The most common adverse reactions (all grades; incidence ≥25%) seen in patients with K-Ras wild-type, EGFR-expressing mCRC treated with ERBITUX + best supportive care (BSC) (n=118) versus BSC alone (n=124) (CA225-025) were rash/desquamation (95% vs 21%), fatigue (91% vs 79%), nausea (64% vs 50%), pain-other (59% vs 37%), dry skin (57% vs 15%), constipation (53% vs 38%), dyspnea (49% vs 44%), pruritus (47% vs 11%), neuropathy-sensory (45% vs 38%), diarrhea (42% vs 23%), vomiting (40% vs 26%), headache (38% vs 11%), infection without neutropenia (38% vs 19%), other-dermatology (35% vs 7%), stomatitis (32% vs 10%), nail changes (31% vs 4%), cough (30% vs 19%), insomnia (27% vs 13%) and fever (25% vs 16%). The most common grade 3 and 4 adverse reactions (≥10%) included: fatigue (31% vs 29%), pain-other (18% vs 10%), rash/desquamation (16% vs 1%), dyspnea (16% vs 13%), other-gastrointestinal (12% vs 5%), and infection without neutropenia (11% vs 5%).
The most common adverse reactions (all grades) seen in patients with EGFR-expressing recurrent mCRC (n=354) treated with ERBITUX plus irinotecan in clinical trials (CP02-9923 and BOND) were acneiform rash (88%), asthenia/malaise (73%), diarrhea (72%), and nausea (55%). The most common grade 3-4 adverse reactions included: diarrhea (22%), leukopenia (17%), asthenia/malaise (16%), and acneiform rash (14%).

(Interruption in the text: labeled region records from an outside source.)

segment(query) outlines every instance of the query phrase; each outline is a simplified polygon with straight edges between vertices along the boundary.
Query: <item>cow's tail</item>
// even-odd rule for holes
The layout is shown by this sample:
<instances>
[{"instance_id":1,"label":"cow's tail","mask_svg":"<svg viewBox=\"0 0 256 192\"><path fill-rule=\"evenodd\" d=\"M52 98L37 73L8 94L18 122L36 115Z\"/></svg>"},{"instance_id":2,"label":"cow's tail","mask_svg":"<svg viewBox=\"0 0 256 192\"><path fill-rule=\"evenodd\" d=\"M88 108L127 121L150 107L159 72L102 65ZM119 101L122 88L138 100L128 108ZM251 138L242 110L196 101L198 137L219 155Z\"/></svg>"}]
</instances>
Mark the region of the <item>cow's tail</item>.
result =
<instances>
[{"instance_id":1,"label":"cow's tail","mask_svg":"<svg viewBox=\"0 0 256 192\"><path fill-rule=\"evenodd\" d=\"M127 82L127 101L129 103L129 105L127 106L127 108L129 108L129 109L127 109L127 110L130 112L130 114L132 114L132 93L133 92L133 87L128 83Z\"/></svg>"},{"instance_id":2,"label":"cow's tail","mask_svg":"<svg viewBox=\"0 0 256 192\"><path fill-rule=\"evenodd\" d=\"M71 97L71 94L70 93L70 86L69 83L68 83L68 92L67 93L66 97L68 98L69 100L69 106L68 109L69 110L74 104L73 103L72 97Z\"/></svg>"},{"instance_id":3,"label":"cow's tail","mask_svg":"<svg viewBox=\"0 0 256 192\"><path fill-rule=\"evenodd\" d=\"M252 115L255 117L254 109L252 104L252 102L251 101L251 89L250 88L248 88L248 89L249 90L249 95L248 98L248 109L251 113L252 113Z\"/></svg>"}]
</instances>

The most common adverse reactions (all grades; incidence ≥25%) seen in patients with BRAF V600E mutation-positive mCRC treated with ERBITUX in combination with encorafenib (N=216) versus ERBITUX with irinotecan or ERBITUX with FOLFIRI (N=193) (BEACON) were fatigue (51% vs 50%), nausea (34% vs 41%), diarrhea (33% vs 48%), dermatitis acneiform (32% vs 43%), abdominal pain (30% vs 32%), decreased appetite (27% vs 27%), arthralgia (27% vs 3%) and rash (26% vs 26%). Other clinically important adverse reactions occurring in <10% of patients who received ERBITUX in combination with encorafenib were pancreatitis. The most common laboratory abnormalities (all grades; incidence ≥20%) seen in patients receiving ERBITUX in combination with encorafenib versus ERBITUX with irinotecan or ERBITUX with FOLFIRI (BEACON) were anemia (34% vs 48%) and lymphopenia (24% vs 35%).

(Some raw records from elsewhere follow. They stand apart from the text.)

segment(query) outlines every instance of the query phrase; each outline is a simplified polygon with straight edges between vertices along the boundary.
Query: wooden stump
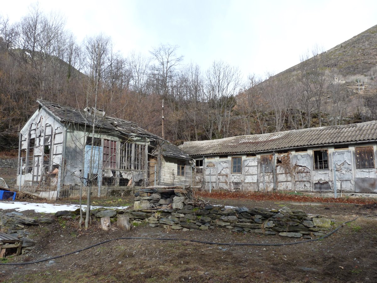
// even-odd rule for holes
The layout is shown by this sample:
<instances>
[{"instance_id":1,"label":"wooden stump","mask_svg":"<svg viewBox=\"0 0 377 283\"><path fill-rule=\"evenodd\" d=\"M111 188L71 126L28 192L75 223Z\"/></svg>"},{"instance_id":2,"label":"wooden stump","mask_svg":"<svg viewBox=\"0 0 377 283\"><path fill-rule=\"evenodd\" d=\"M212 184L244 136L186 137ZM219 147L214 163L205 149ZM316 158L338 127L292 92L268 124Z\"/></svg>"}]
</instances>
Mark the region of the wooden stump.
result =
<instances>
[{"instance_id":1,"label":"wooden stump","mask_svg":"<svg viewBox=\"0 0 377 283\"><path fill-rule=\"evenodd\" d=\"M120 215L118 216L118 228L123 231L129 231L131 230L130 218L126 215Z\"/></svg>"},{"instance_id":2,"label":"wooden stump","mask_svg":"<svg viewBox=\"0 0 377 283\"><path fill-rule=\"evenodd\" d=\"M107 231L109 230L111 226L109 217L102 217L101 218L101 227L103 230Z\"/></svg>"}]
</instances>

Use in Specific Populations

Lactation: There is no information regarding the presence of ERBITUX in human milk, the effects on the breastfed infant, or the effects on milk production. Human IgG antibodies can be excreted in human milk. Because of the potential for serious adverse reactions in nursing infants from ERBITUX, advise women not to breastfeed during treatment with ERBITUX and for at least 2 months after the last dose of ERBITUX.
Pediatric Use: The safety and effectiveness of ERBITUX in pediatric patients have not been established. No new safety signals were identified in pediatric patients when ERBITUX in combination with irinotecan was administered in an open-label, single-arm dose-finding study in 27 patients with refractory solid tumors aged 1 to 12 years old and in 19 patients aged 13 to 18 years old.
Geriatric Use: In SCCHN clinical studies of ERBITUX there were insufficient number of patients >65 years of age to determine whether they respond differently from younger patients.